Emil Salim mencontohkan praktik pendidikan tinggi di dunia menunjukkan bahwa universitas, seperti Yale University dan Harvard University, yang notabene berbiaya mahal menjadi sumber dari noble prize di dunia. Namun demikian, pembiayaan yang tinggi tidak membuat mahasiswa harus dibebankan untuk membayar biaya pendidikan yang tinggi pula. “Pembayaran biaya pendidikan oleh mahasiswa dapat digali dari berbagai sumber pembiayaan pendidikan, seperti beasiswa dan kerjasama filantropis,” katanya.
Ia menyimpulkan pembiayaan pendidikan tinggi yang mahal bukanlah sesuatu yang harus dibenturkan dengan pembayaran biaya kuliah yang harus dipikul oleh mahasiswa.

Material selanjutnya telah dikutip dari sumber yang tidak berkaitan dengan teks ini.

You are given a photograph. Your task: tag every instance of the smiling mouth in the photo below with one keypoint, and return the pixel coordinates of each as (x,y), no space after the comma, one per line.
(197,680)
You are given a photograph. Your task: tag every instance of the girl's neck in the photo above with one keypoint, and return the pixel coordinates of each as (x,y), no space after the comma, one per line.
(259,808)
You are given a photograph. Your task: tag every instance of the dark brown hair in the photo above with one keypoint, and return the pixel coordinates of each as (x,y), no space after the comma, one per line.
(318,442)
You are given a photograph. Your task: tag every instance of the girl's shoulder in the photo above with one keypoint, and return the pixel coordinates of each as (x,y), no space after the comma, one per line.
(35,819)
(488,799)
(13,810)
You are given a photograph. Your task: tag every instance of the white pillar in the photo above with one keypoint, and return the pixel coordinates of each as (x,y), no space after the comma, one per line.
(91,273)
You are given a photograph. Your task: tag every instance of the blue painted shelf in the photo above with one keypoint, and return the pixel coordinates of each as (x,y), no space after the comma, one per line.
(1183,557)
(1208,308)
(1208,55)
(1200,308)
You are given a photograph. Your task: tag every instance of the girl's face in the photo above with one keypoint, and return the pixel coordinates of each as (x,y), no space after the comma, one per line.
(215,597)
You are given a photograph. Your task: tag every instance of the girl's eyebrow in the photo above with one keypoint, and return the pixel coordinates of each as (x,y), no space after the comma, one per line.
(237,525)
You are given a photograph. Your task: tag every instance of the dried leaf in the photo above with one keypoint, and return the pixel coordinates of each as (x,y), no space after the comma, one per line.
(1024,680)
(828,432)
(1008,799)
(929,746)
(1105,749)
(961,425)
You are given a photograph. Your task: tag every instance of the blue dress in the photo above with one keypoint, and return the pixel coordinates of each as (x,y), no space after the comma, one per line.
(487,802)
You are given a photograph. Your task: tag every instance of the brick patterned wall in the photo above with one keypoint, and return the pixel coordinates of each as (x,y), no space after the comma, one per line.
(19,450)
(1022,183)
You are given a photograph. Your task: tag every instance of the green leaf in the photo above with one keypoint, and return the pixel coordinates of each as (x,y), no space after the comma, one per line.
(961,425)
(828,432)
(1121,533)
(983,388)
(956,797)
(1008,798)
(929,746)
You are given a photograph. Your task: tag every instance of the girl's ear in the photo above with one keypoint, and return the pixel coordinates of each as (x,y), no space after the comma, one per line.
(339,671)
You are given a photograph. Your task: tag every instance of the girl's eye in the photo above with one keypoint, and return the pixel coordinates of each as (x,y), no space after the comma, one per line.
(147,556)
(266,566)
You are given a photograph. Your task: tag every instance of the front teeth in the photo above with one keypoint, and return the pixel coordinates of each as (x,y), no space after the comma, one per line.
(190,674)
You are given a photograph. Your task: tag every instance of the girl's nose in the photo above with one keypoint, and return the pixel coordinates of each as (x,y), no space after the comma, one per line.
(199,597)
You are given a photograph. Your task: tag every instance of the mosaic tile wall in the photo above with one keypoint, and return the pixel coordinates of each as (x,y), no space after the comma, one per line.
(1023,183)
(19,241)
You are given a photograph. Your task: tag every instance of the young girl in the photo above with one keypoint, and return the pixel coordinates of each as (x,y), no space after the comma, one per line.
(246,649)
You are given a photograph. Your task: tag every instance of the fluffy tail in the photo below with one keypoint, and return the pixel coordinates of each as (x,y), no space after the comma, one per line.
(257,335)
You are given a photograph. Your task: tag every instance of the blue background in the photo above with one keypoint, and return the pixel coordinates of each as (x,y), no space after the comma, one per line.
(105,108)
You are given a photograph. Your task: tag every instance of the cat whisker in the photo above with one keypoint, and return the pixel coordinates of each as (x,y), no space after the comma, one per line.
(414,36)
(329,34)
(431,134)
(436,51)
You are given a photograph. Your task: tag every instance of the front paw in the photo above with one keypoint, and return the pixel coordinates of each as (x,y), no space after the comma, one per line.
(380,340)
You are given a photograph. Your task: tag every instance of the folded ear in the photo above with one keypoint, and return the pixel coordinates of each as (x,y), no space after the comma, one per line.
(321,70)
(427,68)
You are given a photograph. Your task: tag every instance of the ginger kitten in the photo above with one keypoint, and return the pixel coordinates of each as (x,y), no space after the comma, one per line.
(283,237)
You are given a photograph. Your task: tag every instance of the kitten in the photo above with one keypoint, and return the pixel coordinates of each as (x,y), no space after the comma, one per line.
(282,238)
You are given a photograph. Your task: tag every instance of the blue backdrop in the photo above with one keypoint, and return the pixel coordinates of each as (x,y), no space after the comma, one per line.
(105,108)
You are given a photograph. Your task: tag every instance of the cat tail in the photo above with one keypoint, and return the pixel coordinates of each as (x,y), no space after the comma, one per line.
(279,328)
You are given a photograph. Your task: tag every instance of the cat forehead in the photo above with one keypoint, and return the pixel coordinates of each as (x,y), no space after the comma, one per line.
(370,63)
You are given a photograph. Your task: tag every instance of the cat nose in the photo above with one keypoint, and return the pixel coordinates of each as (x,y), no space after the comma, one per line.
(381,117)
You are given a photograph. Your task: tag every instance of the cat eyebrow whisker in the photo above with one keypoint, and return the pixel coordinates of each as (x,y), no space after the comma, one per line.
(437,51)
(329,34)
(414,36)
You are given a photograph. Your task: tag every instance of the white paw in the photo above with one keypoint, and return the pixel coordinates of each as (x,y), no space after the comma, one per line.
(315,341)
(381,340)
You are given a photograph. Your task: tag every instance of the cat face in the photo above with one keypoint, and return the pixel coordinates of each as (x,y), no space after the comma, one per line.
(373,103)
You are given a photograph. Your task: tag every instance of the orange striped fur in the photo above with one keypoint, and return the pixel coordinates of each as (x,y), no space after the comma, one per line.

Setelah keterangan para Ahli yang diajukan beberapa perguruan tinggi, Ketua Majelis Hakim Mahkamah Konstitusi Dr. Akil Mochtar, S.H., M.H., menutup persidangan dan menyatakan bahwa pemeriksaan untuk Perkara Nomor 33/PUU-XI/2013 dinyatakan telah cukup dan meminta Pemohon, Pemerintah, DPR, dan Pihak Terkait untuk membuat kesimpulan tertulis sebagai bahan bagi hakim dalam Rapat Permusyawaratan Hakim. (Humas UGM/Gusti Grehenson)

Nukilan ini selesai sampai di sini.